The Invisible Work AI Reveals
Three months after deploying their AI support agent, the product manager sits in a retrospective nobody wanted to schedule.
The numbers still look good. Response times down 60%. Volume up 3x. Customer satisfaction holding.
But the system is breaking.
Engineering maintains 47 distinct rules governing the AI agent - split across prompts, few-shot examples, and validation layers. Up from 9 at launch. Each rule interacts with others in ways no one fully tracks. Last week, a routine constraint adjustment blocked all promotional upgrades for six hours before anyone noticed.
Operations runs three different review queues now - standard, enterprise, and "AI anomaly" - each requiring human approval before the AI's decision executes. Review times for escalated cases exceed what manual processing averaged before deployment.
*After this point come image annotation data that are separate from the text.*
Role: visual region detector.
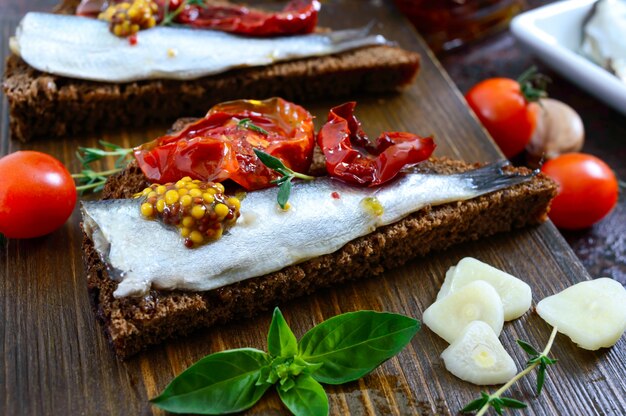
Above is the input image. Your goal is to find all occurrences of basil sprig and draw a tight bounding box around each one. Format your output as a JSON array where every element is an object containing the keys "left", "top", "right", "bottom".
[{"left": 150, "top": 308, "right": 420, "bottom": 416}]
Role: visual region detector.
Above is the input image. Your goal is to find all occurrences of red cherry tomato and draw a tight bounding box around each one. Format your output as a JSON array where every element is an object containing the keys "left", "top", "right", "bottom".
[
  {"left": 541, "top": 153, "right": 618, "bottom": 230},
  {"left": 465, "top": 78, "right": 537, "bottom": 158},
  {"left": 0, "top": 151, "right": 76, "bottom": 238}
]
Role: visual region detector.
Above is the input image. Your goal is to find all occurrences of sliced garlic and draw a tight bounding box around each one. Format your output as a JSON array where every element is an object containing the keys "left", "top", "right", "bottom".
[
  {"left": 537, "top": 277, "right": 626, "bottom": 350},
  {"left": 441, "top": 321, "right": 517, "bottom": 386},
  {"left": 422, "top": 280, "right": 504, "bottom": 343},
  {"left": 437, "top": 257, "right": 532, "bottom": 321}
]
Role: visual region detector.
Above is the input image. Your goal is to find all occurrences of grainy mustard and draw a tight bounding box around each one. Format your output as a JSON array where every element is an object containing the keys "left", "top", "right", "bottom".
[{"left": 135, "top": 177, "right": 241, "bottom": 248}]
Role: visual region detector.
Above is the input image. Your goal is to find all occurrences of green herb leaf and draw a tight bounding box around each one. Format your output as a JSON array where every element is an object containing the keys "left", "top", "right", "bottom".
[
  {"left": 254, "top": 149, "right": 291, "bottom": 171},
  {"left": 489, "top": 397, "right": 502, "bottom": 416},
  {"left": 500, "top": 397, "right": 528, "bottom": 409},
  {"left": 298, "top": 311, "right": 420, "bottom": 384},
  {"left": 150, "top": 348, "right": 271, "bottom": 415},
  {"left": 277, "top": 374, "right": 329, "bottom": 416},
  {"left": 237, "top": 118, "right": 270, "bottom": 136},
  {"left": 537, "top": 363, "right": 546, "bottom": 394},
  {"left": 252, "top": 149, "right": 315, "bottom": 209},
  {"left": 517, "top": 339, "right": 539, "bottom": 357},
  {"left": 517, "top": 66, "right": 550, "bottom": 102},
  {"left": 277, "top": 178, "right": 293, "bottom": 209},
  {"left": 461, "top": 392, "right": 489, "bottom": 413},
  {"left": 267, "top": 308, "right": 298, "bottom": 357}
]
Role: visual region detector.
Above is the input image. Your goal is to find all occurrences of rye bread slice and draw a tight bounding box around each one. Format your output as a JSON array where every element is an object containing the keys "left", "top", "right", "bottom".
[
  {"left": 2, "top": 0, "right": 420, "bottom": 141},
  {"left": 83, "top": 158, "right": 556, "bottom": 358}
]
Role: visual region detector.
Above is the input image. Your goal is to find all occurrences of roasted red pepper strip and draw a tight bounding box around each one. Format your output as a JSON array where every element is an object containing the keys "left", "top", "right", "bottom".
[
  {"left": 174, "top": 0, "right": 320, "bottom": 36},
  {"left": 317, "top": 102, "right": 435, "bottom": 186},
  {"left": 134, "top": 98, "right": 315, "bottom": 190}
]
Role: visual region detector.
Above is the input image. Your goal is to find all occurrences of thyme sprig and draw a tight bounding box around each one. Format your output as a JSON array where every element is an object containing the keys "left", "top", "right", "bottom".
[
  {"left": 517, "top": 66, "right": 551, "bottom": 103},
  {"left": 72, "top": 140, "right": 133, "bottom": 193},
  {"left": 254, "top": 149, "right": 315, "bottom": 209},
  {"left": 461, "top": 327, "right": 557, "bottom": 416},
  {"left": 161, "top": 0, "right": 207, "bottom": 26}
]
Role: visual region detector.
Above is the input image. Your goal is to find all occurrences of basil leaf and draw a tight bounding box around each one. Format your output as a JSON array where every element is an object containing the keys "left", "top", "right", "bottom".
[
  {"left": 150, "top": 348, "right": 271, "bottom": 415},
  {"left": 267, "top": 308, "right": 298, "bottom": 357},
  {"left": 298, "top": 311, "right": 420, "bottom": 384},
  {"left": 277, "top": 374, "right": 328, "bottom": 416}
]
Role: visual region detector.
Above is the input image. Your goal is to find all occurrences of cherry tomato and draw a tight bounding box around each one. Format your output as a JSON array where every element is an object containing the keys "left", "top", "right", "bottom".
[
  {"left": 541, "top": 153, "right": 618, "bottom": 230},
  {"left": 465, "top": 78, "right": 537, "bottom": 158},
  {"left": 0, "top": 151, "right": 76, "bottom": 238}
]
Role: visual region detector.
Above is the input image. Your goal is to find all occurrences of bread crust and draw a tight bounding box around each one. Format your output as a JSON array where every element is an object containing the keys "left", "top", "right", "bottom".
[
  {"left": 83, "top": 158, "right": 556, "bottom": 357},
  {"left": 2, "top": 41, "right": 420, "bottom": 141}
]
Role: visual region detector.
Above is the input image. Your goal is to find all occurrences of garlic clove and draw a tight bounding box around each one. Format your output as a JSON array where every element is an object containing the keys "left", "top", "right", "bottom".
[
  {"left": 437, "top": 257, "right": 532, "bottom": 321},
  {"left": 537, "top": 277, "right": 626, "bottom": 350},
  {"left": 422, "top": 280, "right": 504, "bottom": 343},
  {"left": 526, "top": 98, "right": 585, "bottom": 164},
  {"left": 441, "top": 321, "right": 517, "bottom": 386}
]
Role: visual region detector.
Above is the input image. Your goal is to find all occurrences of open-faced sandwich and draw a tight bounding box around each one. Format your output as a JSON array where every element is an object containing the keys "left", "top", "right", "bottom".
[
  {"left": 3, "top": 0, "right": 419, "bottom": 141},
  {"left": 82, "top": 98, "right": 556, "bottom": 357}
]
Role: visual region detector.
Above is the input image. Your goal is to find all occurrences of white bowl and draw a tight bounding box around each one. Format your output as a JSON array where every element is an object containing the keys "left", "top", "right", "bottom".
[{"left": 511, "top": 0, "right": 626, "bottom": 115}]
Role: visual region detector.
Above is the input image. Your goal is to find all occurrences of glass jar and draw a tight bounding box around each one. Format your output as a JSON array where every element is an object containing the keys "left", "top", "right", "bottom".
[{"left": 394, "top": 0, "right": 524, "bottom": 52}]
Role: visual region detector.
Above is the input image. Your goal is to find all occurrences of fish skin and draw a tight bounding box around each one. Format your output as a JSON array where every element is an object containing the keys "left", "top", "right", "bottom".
[
  {"left": 81, "top": 164, "right": 533, "bottom": 298},
  {"left": 11, "top": 12, "right": 389, "bottom": 83}
]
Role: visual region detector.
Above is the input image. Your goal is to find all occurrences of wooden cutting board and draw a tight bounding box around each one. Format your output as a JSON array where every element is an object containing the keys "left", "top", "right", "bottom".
[{"left": 0, "top": 0, "right": 626, "bottom": 415}]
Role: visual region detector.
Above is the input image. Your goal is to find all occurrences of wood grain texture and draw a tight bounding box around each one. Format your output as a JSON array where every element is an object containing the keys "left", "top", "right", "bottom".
[{"left": 0, "top": 0, "right": 626, "bottom": 415}]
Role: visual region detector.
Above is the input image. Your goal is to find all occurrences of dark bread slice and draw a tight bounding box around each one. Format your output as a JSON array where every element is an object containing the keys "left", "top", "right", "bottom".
[
  {"left": 83, "top": 158, "right": 556, "bottom": 357},
  {"left": 3, "top": 28, "right": 420, "bottom": 141}
]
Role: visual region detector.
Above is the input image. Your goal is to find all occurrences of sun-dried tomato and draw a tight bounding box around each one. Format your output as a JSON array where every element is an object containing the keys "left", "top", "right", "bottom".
[
  {"left": 174, "top": 0, "right": 320, "bottom": 36},
  {"left": 134, "top": 98, "right": 315, "bottom": 190},
  {"left": 317, "top": 102, "right": 435, "bottom": 186}
]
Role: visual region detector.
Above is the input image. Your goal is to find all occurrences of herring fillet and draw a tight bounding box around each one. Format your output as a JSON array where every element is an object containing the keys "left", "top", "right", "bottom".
[
  {"left": 11, "top": 12, "right": 388, "bottom": 82},
  {"left": 81, "top": 164, "right": 533, "bottom": 298}
]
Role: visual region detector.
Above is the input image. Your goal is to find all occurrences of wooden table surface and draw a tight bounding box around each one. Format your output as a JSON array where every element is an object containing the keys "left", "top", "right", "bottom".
[{"left": 0, "top": 0, "right": 626, "bottom": 415}]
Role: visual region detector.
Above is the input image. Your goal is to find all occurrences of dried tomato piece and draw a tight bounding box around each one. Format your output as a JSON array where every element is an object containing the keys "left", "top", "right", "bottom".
[
  {"left": 174, "top": 0, "right": 320, "bottom": 36},
  {"left": 317, "top": 102, "right": 435, "bottom": 186},
  {"left": 134, "top": 98, "right": 315, "bottom": 190}
]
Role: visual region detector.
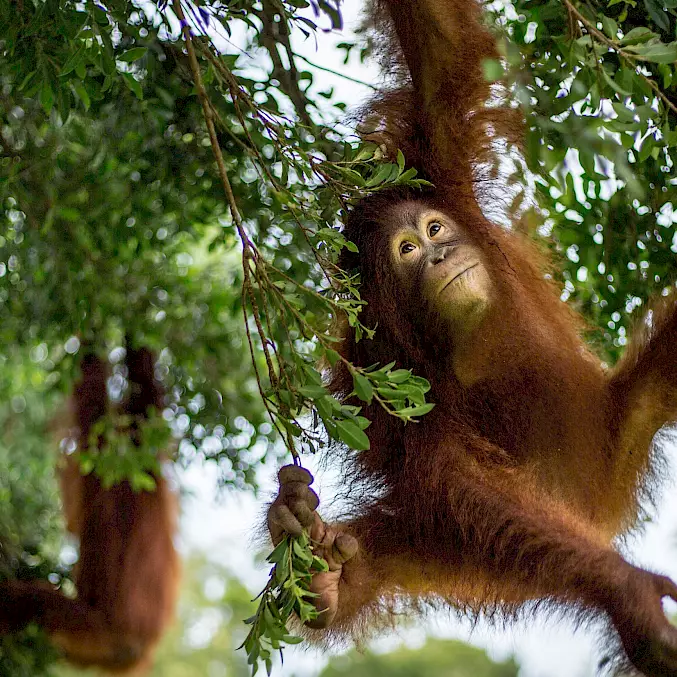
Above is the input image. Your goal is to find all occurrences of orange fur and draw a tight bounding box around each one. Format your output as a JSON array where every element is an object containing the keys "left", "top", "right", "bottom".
[
  {"left": 0, "top": 348, "right": 179, "bottom": 674},
  {"left": 320, "top": 0, "right": 677, "bottom": 675}
]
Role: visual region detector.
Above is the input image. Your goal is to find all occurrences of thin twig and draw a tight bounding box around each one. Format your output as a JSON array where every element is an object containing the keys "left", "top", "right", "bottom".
[
  {"left": 564, "top": 0, "right": 677, "bottom": 113},
  {"left": 173, "top": 0, "right": 298, "bottom": 461},
  {"left": 294, "top": 52, "right": 379, "bottom": 92}
]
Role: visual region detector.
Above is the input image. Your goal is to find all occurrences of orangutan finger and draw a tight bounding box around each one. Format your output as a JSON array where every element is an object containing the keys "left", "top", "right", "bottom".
[
  {"left": 331, "top": 534, "right": 359, "bottom": 564},
  {"left": 268, "top": 503, "right": 303, "bottom": 536},
  {"left": 289, "top": 499, "right": 315, "bottom": 527},
  {"left": 657, "top": 576, "right": 677, "bottom": 602},
  {"left": 277, "top": 465, "right": 314, "bottom": 486}
]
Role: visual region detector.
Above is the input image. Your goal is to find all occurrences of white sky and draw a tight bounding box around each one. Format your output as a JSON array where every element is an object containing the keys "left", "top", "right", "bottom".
[{"left": 182, "top": 0, "right": 677, "bottom": 677}]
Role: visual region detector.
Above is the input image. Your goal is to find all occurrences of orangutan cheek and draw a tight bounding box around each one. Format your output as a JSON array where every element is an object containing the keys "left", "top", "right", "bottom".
[{"left": 428, "top": 264, "right": 491, "bottom": 330}]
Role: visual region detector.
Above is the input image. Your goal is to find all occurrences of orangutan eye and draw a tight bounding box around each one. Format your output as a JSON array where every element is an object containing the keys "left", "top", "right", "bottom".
[{"left": 428, "top": 221, "right": 442, "bottom": 237}]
Finance escalated last month's discounting errors - $47K in unexpected revenue impact. Leadership demanded accountability. Engineering pointed to Product. Product pointed to Engineering. Operations pointed to both. No one owned it.
And business changes are coming - new enterprise tiers, revised discount structures, promotional campaigns for dynamic pricing. Six weeks out.
The team looks at their brittle system, then at the changes approaching. Updating it will require touching dozens of interconnected rules, revalidating every interaction, testing edge cases no one documented, coordinating across three teams who can barely keep up now.
The current system barely works. The future system will not.
Operations wants to revert to manual processing. Leadership is questioning the entire AI strategy.
The PM remembers the launch. Clean deployment. Early results exceeded expectations. Leadership celebrated. The team was confident.
Now they are deciding whether to shut it down.
The Invisible Work
The question everyone keeps asking: what went wrong?
The PM reviews the original idea. Replace human agents with AI. Faster response, lower cost, 24/7 availability. Design for what the AI would do - process upgrade requests, check constraints, apply discounts, update accounts.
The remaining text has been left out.